I must admit that the main reason for my site visits, this week, was to get to grips with my new lens. A Sigma 150-600mm Contemporary canon fit. I've been watching this lens drop in price over a couple of years, and finally took the plunge to buy one just after Christmas. Sigma were offering £100 off. I could get a brand new lens at a price my bank balance could just manage, but was now cheaper or the same price as a used lens!!!
A truly mighty beast it is when compared to my Tamron 16-300mm jobbie. The lens has a diameter of 95mm; some 30mm greater than the Tamron. This lets in a much greater amount of light. I believe the glass itself is of a higher quality, which translates to better imagery. Of course, the main reason for getting this lens is the doubling of telephoto I have available: 600mm vs 300mm.
There are a couple of downsides. Wide angle is now a minimum of 150mm. That is not enough for landscape shots of Manor farm. The Tamron's 16mm wide angle offered fantastic landscape shots.
I will now have to carry two cameras with me - which was a strategy I had decided on some time ago when I considered the Sigma. Thus, I shall use my ancient Canon SX700 HS bridge camera for landscape shots, as it is small and light.
The Sigma is also over 1kg heavier than the Tamron. It is quite noticeable. I believe the all up weight of camera and lens is now well over 3kg. Good thing I eschewed the Sigma Sport model. This waterproofed beastie with a 105mm lens is roughly 1kg heavier than the Sigma Contemporary.
Unlike the Tamron, it takes me two turns of the lens ring to get to full zoom. I've worked out a strategy of either extending the lens to, say, 400mm whilst framing my subject then zooming in to 600mm with one twist or to twist the camera with my right hand whilst twisting the lens ring with my left.

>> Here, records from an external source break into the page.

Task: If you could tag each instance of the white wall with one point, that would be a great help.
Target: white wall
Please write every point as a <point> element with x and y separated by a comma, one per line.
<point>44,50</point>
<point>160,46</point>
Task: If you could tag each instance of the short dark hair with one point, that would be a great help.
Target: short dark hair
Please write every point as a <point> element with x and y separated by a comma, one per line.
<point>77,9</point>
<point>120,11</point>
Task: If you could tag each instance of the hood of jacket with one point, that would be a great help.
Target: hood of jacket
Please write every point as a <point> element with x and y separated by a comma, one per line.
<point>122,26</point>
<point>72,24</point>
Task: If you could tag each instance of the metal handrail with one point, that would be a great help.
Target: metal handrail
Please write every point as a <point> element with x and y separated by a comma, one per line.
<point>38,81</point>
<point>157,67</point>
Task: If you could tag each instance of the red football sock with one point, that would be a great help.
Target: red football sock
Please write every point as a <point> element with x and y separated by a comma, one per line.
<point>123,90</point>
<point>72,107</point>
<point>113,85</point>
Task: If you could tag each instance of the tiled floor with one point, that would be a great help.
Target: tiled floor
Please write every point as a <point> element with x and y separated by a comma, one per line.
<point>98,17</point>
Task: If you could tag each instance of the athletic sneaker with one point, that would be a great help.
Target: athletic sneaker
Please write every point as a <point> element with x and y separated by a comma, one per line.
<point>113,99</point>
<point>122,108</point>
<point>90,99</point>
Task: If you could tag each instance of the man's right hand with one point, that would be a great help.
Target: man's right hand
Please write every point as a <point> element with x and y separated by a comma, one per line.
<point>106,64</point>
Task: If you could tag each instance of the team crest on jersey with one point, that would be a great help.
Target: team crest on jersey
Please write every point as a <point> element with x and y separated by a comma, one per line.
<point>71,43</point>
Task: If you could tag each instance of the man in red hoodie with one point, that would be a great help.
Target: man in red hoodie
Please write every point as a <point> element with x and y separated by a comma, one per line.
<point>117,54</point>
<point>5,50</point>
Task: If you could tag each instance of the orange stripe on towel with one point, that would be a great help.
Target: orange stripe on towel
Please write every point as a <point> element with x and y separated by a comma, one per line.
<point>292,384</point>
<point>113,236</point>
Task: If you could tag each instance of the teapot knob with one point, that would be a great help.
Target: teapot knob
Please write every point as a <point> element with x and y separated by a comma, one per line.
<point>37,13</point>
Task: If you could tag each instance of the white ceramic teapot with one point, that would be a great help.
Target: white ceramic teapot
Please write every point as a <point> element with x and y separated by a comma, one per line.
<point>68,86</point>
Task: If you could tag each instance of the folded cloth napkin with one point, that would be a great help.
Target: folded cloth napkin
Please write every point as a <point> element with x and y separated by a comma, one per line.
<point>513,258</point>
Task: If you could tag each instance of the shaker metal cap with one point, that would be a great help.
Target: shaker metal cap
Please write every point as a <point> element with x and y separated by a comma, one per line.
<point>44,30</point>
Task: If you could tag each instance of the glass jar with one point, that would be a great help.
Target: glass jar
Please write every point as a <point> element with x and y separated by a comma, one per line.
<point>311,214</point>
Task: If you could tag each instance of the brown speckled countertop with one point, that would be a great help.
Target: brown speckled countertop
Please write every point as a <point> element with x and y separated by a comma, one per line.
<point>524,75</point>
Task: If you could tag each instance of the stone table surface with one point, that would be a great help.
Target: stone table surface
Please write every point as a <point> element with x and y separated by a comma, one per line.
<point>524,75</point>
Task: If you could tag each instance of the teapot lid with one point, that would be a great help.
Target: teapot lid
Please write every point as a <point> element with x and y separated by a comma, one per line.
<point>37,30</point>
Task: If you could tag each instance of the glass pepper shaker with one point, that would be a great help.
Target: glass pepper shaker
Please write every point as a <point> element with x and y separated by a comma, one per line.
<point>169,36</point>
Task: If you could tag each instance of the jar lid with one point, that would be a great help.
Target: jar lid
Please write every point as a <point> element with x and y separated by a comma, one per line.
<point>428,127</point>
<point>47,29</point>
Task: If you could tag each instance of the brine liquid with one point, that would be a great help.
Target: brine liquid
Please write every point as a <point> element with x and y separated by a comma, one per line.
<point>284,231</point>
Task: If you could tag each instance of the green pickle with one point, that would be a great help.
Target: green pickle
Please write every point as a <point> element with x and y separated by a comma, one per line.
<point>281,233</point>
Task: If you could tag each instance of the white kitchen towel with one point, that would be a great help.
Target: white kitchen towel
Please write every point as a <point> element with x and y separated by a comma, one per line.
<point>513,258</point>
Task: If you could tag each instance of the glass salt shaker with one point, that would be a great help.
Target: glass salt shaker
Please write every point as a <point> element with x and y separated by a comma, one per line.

A final problem, which I will get used to: Tamron lenses following Nikon's direction turning the lens ring whilst Sigma follow Canon's opposite direction for turning lens rings. Great. I've spent a year being used to turning the Tamron.
Enough harping! The Sigma lens is SPECTACULAR even at 600mm! It's clarity is astonishing, with huge amounts of light being let it. Shots taken at 600mm are not soft; whereas with my Tamron shots taken at or near 300mm were very soft. Auto focus works well, plus it locks onto a target (subject) far better than the Tamron.
Anyway, enough of lenses, which I am sure is boring the living daylights out of people. What were Inert up to this week?
My Wednesday visit revealed very little. They were not operating on Manor farm. There was activity on Chandlers farm, but it looked light and subdued. I had got down quite late in the morning, roughly 11:00am so would have avoided any tea break. I guess there were still people off on holiday. I could have wandered around Manor farm on Wednesday. The gates were firmly shut to works traffic over the Bailey bridge, which meant Inert were staying firmly on Chandlers farm. However, I had to get home before 12:00, it was a cloudy day and there was little wildlife around.
Friday saw Inert back on Manor farm. Our hard working bulldozer driver was chunkering away on the former south and south west shores of Finch pond! Yep, Inert are flitting about again. I can sort of understand this. Water levels in Cormorant lake were very high due, in part, to the pump being off. Thus it will be quite dangerous for heavy plant to be operating next to deep (up to 10m) water.
There were a couple of tipper lorries delivering spoil to the bulldozer, but the whole effort looked a little subdued. I guess this will change next week when all and sundry are back at work.
With little obvious change, you can understand my reluctance to visit Manor farm on a cold, manky Saturday morning.
I've split the slide show into two: one for Wednesday and one for Friday. Most all of wildlife, they really represent me getting to grips with my new lens.
Kicking off with an overcast Wednesday. All shots are handheld i.e. I did not use a tripod or deploy my monopod.
I discovered why the sponge collapsed: too much baking powder. This year I showed restrain, and the results (yes, I cooked two of them) did not collapse. My first, pictured below followed a recipe without butter. This resulted in an extremely light, airy sponge which was very delicate and tore when I spread jam or whipped cream over it.
The second followed a different recipe with butter. This resulted in a more robust sponge, which withstood a lot of abuse from me. However, I prefer the first sponge as is it is more like what a Black Forest Gateau should be.
Both were polished off.
Note, the funny shape of the cake was due to me not having two 8" round baking dishes. Instead, I baked the cakes in a large casserole dish. It worked perfectly. Always the one for lateral thinking, and pushing the boundary.